Krisis bahan bakar yang menyelimuti Lebanon sejak awal musim panas masih berlanjut. Perkara ini kemudian memakan korban jiwa.
Dilansir AFP, Selasa (10/8/2021), dua tindak kekerasan terpisah yang dipicu kelangkaan bahan bakar minyak (BBM) di wilayah Lebanon bagian utara menelan tiga korban jiwa. Selain kelangkaan BBM, krisis ekonomi parah juga memantik kelangkaan berbagai kebutuhan pokok warga dan kerap berujung konfrontasi.
Bank Dunia pun menyebut krisis ekonomi yang kini melanda Lebanon sebagai yang terburuk sejak pertengahan abad ke-19.
Menurut data Kantor Perserikatan Bangsa-bangsa (PBB) untuk Koordinasi Urusan Kemanusiaan (OCHA), kini nyaris 80 persen populasi Lebanon hidup dalam kemiskinan.
Pengimpor bahan bakar, yang menyalahkan krisis ini karena penundaan oleh bank sentral Lebanon dalam pembukaan jalur kredit untuk mendanai impor, menerapkan jatah pasokan sangat ketat.
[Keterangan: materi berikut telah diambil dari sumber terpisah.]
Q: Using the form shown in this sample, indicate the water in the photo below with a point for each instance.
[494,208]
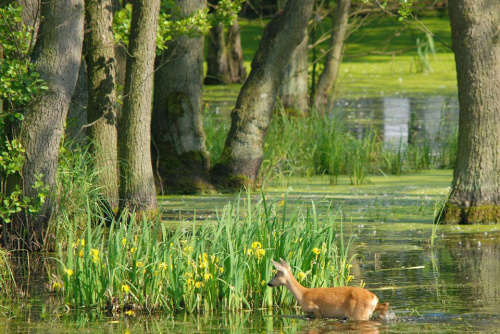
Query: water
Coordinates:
[442,280]
[405,119]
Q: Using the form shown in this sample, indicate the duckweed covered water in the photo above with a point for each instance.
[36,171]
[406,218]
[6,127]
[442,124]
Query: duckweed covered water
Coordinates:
[437,279]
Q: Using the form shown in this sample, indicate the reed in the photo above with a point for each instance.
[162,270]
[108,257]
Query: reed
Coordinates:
[142,264]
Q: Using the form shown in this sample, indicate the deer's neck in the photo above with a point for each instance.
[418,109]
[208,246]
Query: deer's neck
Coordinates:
[296,289]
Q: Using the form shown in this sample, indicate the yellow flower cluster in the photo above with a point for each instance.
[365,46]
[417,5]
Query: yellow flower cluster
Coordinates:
[95,255]
[205,268]
[256,249]
[301,276]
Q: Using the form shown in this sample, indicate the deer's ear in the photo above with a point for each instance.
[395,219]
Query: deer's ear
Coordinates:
[284,264]
[278,266]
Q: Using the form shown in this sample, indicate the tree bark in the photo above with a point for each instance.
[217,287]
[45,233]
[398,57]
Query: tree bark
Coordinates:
[100,55]
[244,149]
[294,89]
[181,158]
[475,195]
[137,190]
[236,65]
[57,55]
[217,61]
[328,77]
[77,113]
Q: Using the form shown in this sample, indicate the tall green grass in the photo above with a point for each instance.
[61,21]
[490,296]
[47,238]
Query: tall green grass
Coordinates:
[141,264]
[322,145]
[7,279]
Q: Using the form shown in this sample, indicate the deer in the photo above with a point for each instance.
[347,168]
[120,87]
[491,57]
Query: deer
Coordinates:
[353,303]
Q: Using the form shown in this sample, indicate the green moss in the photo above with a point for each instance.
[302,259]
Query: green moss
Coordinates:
[476,215]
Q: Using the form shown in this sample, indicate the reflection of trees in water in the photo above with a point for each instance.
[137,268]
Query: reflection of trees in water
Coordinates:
[410,119]
[476,262]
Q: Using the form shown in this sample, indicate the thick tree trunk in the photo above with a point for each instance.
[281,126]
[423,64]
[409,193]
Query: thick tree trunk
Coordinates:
[328,77]
[475,196]
[137,190]
[236,65]
[217,62]
[294,89]
[99,44]
[181,158]
[244,149]
[57,54]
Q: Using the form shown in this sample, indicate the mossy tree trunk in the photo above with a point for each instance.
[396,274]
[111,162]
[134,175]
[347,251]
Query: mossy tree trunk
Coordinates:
[57,55]
[294,89]
[137,190]
[100,55]
[180,156]
[244,148]
[475,195]
[333,59]
[77,113]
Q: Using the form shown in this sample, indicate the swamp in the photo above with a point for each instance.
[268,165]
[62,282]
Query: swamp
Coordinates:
[356,192]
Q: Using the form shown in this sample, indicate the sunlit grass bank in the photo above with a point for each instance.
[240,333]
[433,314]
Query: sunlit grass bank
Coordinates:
[141,264]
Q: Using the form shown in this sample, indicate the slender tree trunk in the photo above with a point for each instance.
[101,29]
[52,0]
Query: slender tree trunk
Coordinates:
[137,190]
[328,77]
[244,149]
[77,113]
[100,55]
[181,158]
[217,62]
[475,196]
[57,55]
[31,15]
[236,65]
[294,89]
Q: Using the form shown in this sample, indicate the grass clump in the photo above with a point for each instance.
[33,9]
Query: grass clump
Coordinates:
[142,264]
[7,281]
[322,145]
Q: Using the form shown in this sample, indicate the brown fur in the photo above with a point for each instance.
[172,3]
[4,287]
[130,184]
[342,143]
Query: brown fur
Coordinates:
[342,302]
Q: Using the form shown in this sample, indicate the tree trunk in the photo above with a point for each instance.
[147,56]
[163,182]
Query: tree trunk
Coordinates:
[244,149]
[236,65]
[100,55]
[217,62]
[475,195]
[57,55]
[30,15]
[137,190]
[294,89]
[328,77]
[77,113]
[180,156]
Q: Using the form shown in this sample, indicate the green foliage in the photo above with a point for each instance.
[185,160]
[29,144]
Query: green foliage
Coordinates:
[424,49]
[138,263]
[194,25]
[322,145]
[19,85]
[19,82]
[7,281]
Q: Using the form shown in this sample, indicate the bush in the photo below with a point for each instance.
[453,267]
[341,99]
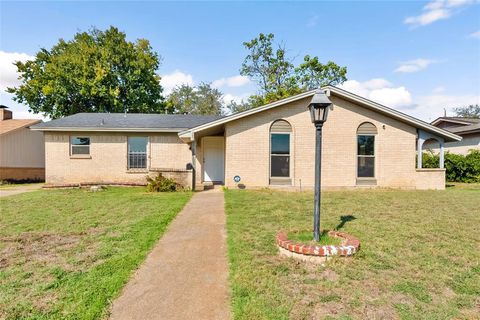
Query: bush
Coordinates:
[459,168]
[162,184]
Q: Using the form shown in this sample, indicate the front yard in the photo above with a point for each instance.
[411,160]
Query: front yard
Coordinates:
[65,254]
[419,257]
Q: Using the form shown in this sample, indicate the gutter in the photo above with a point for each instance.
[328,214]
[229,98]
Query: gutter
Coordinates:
[95,129]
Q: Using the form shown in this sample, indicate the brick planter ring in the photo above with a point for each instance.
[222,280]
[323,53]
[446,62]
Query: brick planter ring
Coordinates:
[317,254]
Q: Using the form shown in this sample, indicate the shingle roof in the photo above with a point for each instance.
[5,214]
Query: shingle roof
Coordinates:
[465,129]
[120,121]
[10,125]
[462,119]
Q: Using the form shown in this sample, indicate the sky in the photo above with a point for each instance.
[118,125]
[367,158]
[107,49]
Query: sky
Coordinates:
[419,57]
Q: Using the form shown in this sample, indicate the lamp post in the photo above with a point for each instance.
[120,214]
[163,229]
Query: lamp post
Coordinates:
[318,111]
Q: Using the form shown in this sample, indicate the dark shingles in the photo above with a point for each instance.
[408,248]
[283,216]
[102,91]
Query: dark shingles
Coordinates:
[128,121]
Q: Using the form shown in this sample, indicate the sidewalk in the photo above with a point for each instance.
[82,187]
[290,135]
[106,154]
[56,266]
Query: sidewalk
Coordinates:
[186,274]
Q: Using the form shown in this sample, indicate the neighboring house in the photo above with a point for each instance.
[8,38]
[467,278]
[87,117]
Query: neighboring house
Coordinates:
[22,151]
[364,144]
[467,128]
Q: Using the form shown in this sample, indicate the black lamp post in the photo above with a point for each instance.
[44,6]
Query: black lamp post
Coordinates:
[318,111]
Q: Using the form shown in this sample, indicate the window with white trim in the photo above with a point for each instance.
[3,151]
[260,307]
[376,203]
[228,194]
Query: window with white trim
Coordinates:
[280,149]
[137,152]
[366,133]
[79,146]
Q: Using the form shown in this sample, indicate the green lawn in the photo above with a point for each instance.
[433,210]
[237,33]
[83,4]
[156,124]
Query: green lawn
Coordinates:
[66,254]
[419,257]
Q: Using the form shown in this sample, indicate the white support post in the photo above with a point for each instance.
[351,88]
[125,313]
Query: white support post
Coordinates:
[420,142]
[442,156]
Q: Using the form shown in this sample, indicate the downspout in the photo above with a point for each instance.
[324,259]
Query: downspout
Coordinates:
[193,147]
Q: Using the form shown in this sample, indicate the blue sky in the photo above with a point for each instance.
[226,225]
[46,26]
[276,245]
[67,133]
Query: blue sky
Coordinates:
[417,57]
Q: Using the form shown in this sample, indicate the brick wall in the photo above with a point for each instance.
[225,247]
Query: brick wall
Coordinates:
[248,145]
[107,162]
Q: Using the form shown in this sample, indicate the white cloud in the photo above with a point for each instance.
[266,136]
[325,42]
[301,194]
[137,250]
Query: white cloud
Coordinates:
[235,81]
[381,91]
[414,65]
[438,89]
[174,79]
[437,10]
[430,107]
[475,34]
[8,71]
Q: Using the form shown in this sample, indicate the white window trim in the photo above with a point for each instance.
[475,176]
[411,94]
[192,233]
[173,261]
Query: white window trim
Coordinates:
[147,154]
[80,155]
[270,154]
[366,156]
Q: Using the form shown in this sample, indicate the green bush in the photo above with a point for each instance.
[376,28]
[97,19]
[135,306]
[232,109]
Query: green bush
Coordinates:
[162,184]
[459,168]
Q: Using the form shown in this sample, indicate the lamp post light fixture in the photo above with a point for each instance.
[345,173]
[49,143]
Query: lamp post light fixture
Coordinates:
[318,106]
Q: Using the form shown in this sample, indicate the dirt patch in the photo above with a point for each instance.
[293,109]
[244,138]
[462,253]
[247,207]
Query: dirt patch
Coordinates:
[323,310]
[330,275]
[43,248]
[382,312]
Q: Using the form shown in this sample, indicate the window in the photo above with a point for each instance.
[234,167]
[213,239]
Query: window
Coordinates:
[280,155]
[280,149]
[366,150]
[79,146]
[137,152]
[366,156]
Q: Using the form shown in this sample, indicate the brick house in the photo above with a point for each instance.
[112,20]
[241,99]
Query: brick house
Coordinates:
[364,144]
[22,151]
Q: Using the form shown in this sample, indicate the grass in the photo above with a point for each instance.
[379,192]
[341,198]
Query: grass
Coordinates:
[419,256]
[7,186]
[66,254]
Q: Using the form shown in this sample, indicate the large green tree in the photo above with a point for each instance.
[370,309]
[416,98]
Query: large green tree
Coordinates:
[97,71]
[202,99]
[268,65]
[470,111]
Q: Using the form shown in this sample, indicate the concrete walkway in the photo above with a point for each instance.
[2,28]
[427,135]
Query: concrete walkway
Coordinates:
[185,276]
[17,189]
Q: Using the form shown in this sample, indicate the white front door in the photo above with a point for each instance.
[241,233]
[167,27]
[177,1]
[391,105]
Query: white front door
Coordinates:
[213,159]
Situasi ini memicu antrean panjang selama berjam-jam di sejumlah pom bensin setempat dan seringkali diwarnai teriakan warga, adu jotos dan bahkan penembakan fatal yang membutuhkan penjagaan ketat pasukan keamanan.
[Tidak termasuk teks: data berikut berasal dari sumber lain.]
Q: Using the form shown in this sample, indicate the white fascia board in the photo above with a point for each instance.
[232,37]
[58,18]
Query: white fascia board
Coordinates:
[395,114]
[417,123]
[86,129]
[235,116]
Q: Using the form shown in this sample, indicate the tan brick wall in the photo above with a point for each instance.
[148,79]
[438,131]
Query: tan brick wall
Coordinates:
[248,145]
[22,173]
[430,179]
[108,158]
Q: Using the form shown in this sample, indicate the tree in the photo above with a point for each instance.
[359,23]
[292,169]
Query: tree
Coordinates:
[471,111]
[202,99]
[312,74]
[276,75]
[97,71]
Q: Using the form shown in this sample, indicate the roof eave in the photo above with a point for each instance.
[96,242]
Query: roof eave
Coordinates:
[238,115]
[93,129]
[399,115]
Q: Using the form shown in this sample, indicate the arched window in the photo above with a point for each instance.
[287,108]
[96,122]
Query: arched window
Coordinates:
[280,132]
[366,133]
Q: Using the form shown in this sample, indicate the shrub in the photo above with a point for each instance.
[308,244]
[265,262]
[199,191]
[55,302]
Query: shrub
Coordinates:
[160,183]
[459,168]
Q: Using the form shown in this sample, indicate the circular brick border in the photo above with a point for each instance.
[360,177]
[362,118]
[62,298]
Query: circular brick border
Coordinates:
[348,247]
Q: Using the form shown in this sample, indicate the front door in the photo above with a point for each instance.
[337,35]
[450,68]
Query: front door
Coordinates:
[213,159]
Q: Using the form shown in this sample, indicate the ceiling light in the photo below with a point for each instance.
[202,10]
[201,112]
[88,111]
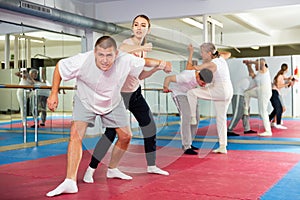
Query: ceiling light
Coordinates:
[192,22]
[255,47]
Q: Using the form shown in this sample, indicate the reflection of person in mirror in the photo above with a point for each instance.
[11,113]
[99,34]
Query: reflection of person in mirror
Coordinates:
[280,81]
[42,95]
[180,84]
[220,91]
[95,71]
[134,102]
[25,79]
[263,89]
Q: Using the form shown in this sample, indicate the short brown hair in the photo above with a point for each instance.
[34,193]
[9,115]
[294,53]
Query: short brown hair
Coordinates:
[106,42]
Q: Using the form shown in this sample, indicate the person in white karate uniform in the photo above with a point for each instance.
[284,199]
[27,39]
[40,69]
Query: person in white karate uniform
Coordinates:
[220,91]
[263,90]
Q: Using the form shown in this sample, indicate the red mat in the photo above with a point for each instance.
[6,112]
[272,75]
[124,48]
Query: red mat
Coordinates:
[257,125]
[53,123]
[237,175]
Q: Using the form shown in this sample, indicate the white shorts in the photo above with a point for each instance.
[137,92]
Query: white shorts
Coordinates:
[118,117]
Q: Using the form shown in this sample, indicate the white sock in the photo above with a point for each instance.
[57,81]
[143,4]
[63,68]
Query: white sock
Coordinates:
[68,186]
[155,170]
[221,149]
[88,176]
[116,173]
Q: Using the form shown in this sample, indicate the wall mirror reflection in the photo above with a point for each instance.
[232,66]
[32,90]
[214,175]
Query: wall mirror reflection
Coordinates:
[28,57]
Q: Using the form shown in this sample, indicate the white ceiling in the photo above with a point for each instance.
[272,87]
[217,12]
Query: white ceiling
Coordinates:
[242,28]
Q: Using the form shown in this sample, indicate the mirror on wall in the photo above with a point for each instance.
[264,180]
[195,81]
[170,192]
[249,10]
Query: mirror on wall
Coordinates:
[24,50]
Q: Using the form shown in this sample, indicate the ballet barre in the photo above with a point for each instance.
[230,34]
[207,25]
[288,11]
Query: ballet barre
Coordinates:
[34,88]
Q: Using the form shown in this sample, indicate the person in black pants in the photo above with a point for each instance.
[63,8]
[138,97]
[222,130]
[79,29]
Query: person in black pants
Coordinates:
[279,82]
[134,102]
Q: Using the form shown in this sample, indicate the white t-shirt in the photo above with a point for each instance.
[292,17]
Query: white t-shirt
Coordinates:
[132,82]
[99,91]
[185,81]
[43,92]
[280,80]
[222,73]
[263,80]
[243,85]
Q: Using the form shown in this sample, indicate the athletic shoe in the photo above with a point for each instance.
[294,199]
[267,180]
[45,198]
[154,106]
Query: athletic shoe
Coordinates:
[190,152]
[230,133]
[279,126]
[156,170]
[249,132]
[265,134]
[194,148]
[221,149]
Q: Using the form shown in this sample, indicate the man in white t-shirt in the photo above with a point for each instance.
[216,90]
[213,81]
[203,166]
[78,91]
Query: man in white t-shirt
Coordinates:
[241,89]
[181,84]
[264,91]
[100,75]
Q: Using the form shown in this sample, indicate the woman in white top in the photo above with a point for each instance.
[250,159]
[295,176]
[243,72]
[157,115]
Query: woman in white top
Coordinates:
[279,82]
[134,102]
[263,90]
[181,84]
[220,91]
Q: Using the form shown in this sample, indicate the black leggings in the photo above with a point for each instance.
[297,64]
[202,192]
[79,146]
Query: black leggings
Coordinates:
[277,107]
[138,106]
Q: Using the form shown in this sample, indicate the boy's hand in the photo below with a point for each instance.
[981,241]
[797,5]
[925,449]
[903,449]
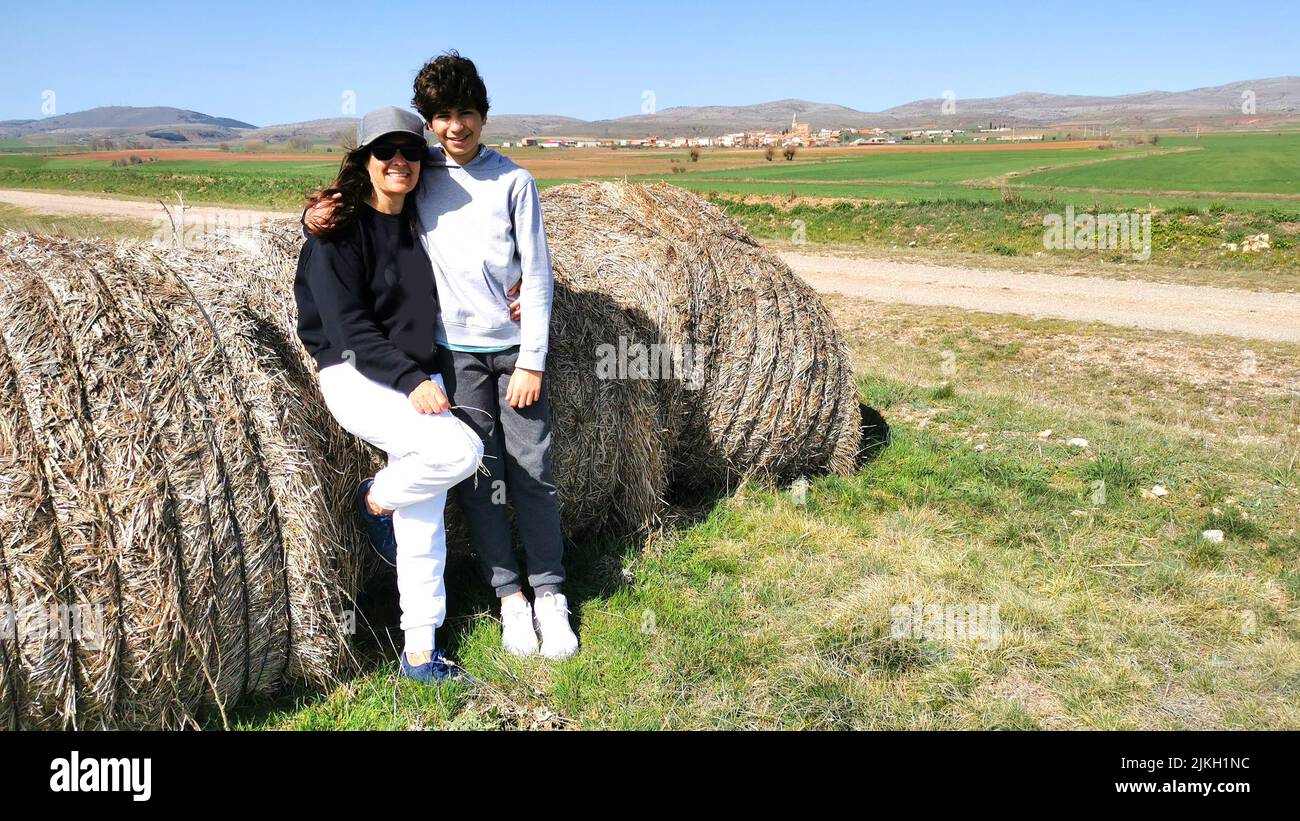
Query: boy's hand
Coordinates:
[429,398]
[514,305]
[524,389]
[320,214]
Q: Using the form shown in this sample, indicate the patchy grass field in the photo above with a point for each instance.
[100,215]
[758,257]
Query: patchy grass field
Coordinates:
[763,609]
[1187,244]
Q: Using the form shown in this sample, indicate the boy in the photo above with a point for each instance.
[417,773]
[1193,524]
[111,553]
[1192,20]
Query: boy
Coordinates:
[481,225]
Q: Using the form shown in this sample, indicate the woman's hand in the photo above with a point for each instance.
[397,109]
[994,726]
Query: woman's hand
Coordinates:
[320,214]
[524,389]
[429,398]
[514,305]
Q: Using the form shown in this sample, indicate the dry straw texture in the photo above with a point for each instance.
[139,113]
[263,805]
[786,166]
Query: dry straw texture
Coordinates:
[170,477]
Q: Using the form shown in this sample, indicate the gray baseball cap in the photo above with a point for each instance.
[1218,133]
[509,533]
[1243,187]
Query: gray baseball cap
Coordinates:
[388,120]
Senin (9/8) waktu setempat, seorang pria ditembak di sebuah pom bensin di desa Bakhoun, Lebanon bagian utara, setelah terjadi perkelahian akibat seorang pengendara berusaha memotong antrean panjang. Pria yang tidak disebut namanya itu meninggal dunia di rumah sakit, akibat luka-luka yang dideritanya. Laporan kantor berita National News Agency (NNA) menyebutkan pelaku penembakan telah menyerahkan diri kepada pihak berwenang.
Insiden lainnya terjadi di kota Tripoli, Lebanon bagian utara, pada Jumat (6/8) waktu setempat, ketika sebuah perkelahian terjadi akibat ketidaksepakatan dalam transaksi jual-beli bahan bakar. Perkelahian itu diwarnai baku tembak dan menewaskan dua pria. NNA dalam laporannya, seperti dilansir Associated Press, menyebut bahwa sebuah granat tangan juga digunakan dalam perkelahian itu.